Blessed Pope Pius XII, in his apostolic constitution Munificentissimus Deus, puts it this way, “Christ overcame sin and death by his own death, and one who through Baptism has been born again in a supernatural way has conquered sin and death through the same Christ. Yet, according to the general rule, God does not will to grant to the just the full effect of the victory over death until the end of time has come. And so it is that the bodies of even the just are corrupted after death, and only on the last day will they be joined, each to its own glorious soul. Now God has willed that the Blessed Virgin Mary should be exempted from this general rule. She, by an entirely unique privilege, completely overcame sin by her Immaculate Conception, and as a result she was not subject to the law of remaining in the corruption of the grave, and she did not have to wait until the end of time for the redemption of her body” (no.4-5).
That is to say, despite sharing in Christ’s victory over death by means of our Baptism, we all still die and our bodies undergo the corruption of the grave. We await the resurrection of our bodies on the last day. For Mary, things were different.
By a singular grace of God, because of her Immaculate Conception, her body did not undergo the corruption of the grave. Rather, she, in her now glorified body, as a union of body and soul, was assumed into heaven.
It was Pius XII, in Munificentissimus Deus, issued on Nov. 1, 1950, who gave the Church the formal dogmatic definition, “we pronounce, declare, and define it to be a divinely revealed dogma: that the Immaculate Mother of God, the ever Virgin Mary, having completed the course of her earthly life, was assumed body and soul into heavenly glory” (no. 44).
As a consequence of this dogmatic definition, Pius XII states further, “Hence if anyone, which God forbid, should dare willfully to deny or to call into doubt that which we have defined, let him know that he has fallen away completely from the divine and Catholic Faith” (no. 45).
Despite the fact that this dogmatic definition was declared in the 20th century, it should not be thought that it was the result of some new idea dreamed up by the Pope. Rather, the numerous paragraphs preceding the definition are largely a catalogue of the many great thinkers in the history of the Church who, grounded in considerations beginning in Sacred Scripture, reached this conclusion.
Liturgical celebrations of this teaching date back at least to the fourth century. Pius himself relates that he issued this definitive definition in part as a result of the many petitions he and his predecessors had received to do so and only after consulting with the world-wide order of bishops on the appropriateness and helpfulness of issuing such a definition.
Thus this 20th century definition is to be understood as a reflection of the constant teaching tradition of the Church.
Understanding clearly what the Church teaches is only preliminary to understanding the significance of it in our lives today. One can rightly ask, “Who cares, or why does it matter, that Mary was, at the end of her earthly life, assumed body and soul into heaven?” I submit that it matters to us precisely because of what it teaches us about us. The Catechism of the Catholic Church puts it this way, “The Assumption of the Blessed Virgin Mary is … an anticipation of the resurrection of other Christians” (no. 966).
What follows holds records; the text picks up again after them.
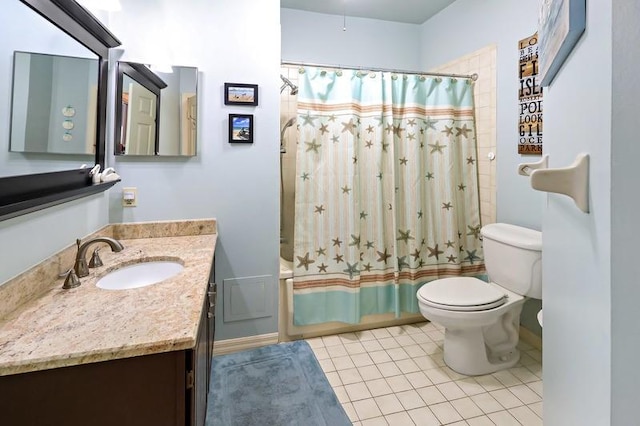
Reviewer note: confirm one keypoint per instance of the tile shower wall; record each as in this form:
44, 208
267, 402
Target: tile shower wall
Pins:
288, 109
483, 63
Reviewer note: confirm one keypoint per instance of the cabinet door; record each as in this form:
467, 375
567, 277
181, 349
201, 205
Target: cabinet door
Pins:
199, 373
213, 293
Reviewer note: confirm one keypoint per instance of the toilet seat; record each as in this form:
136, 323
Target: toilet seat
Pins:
461, 294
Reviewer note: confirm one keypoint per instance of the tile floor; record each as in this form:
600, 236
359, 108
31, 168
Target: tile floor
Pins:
397, 376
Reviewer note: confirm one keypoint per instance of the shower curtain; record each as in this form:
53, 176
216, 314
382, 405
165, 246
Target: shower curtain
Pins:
386, 191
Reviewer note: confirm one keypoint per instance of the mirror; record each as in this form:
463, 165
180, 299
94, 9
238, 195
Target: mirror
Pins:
54, 104
43, 37
154, 120
32, 181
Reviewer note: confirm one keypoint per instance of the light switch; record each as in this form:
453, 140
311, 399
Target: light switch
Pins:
129, 197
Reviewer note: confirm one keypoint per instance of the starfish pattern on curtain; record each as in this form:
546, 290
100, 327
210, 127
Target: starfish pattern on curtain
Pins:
387, 195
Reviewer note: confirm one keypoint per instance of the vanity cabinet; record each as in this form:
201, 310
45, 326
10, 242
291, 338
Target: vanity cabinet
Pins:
158, 389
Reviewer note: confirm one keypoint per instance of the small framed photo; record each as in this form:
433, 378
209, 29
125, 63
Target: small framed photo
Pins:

The Church’s Liturgy, in the preface to the Eucharistic Prayer on this feast, prays, “For today the Virgin Mother of God was assumed into heaven as the beginning and image of your Church’s coming to perfection and a sign of sure hope and comfort to your pilgrim people.” What God has uniquely done for Mary now is what God promises for all of the baptized.
We, who know that we will die, find both comfort and hope in the sure and certain knowledge that death is not the end. We need look no further than the Mother of God to see our true destiny.
Death is not the victor. It is not even enough to believe that our souls survive death, as though we are destined to become like angels. No, God in Christ will do for us what He has already done for Mary. We, in our existence as an essential unity of both body and soul, are destined for eternal life
We are pilgrims, journeying to a destination at which she has already arrived. Seeing her there helps us to continue on our way.
The celebration of the Assumption of Mary is a celebration that articulates in clear and certain terms our belief in the Resurrection of the Body. And this belief is the basis for our hope. This hope matters. Now-emeritus Pope Benedict XVI in his encyclical on hope, Spe Salvi, writes, “Faith draws the future into the present, so that it is no longer simply a ‘not yet’.
The fact that this future exists changes the present; the present is touched by the future reality, and thus the things of the future spill over into those of the present and those of the present into those of the future” (no. 7). We live, or at least are called to live, differently now because of our hope.
Our pilgrim journey in the here and now is affected by our destination, a destination made clear in our contemplation of the Assumption of Mary.
Brian Garcia-Luense is an associate director with the Archdiocesan Office of Evangelization and Catechesis.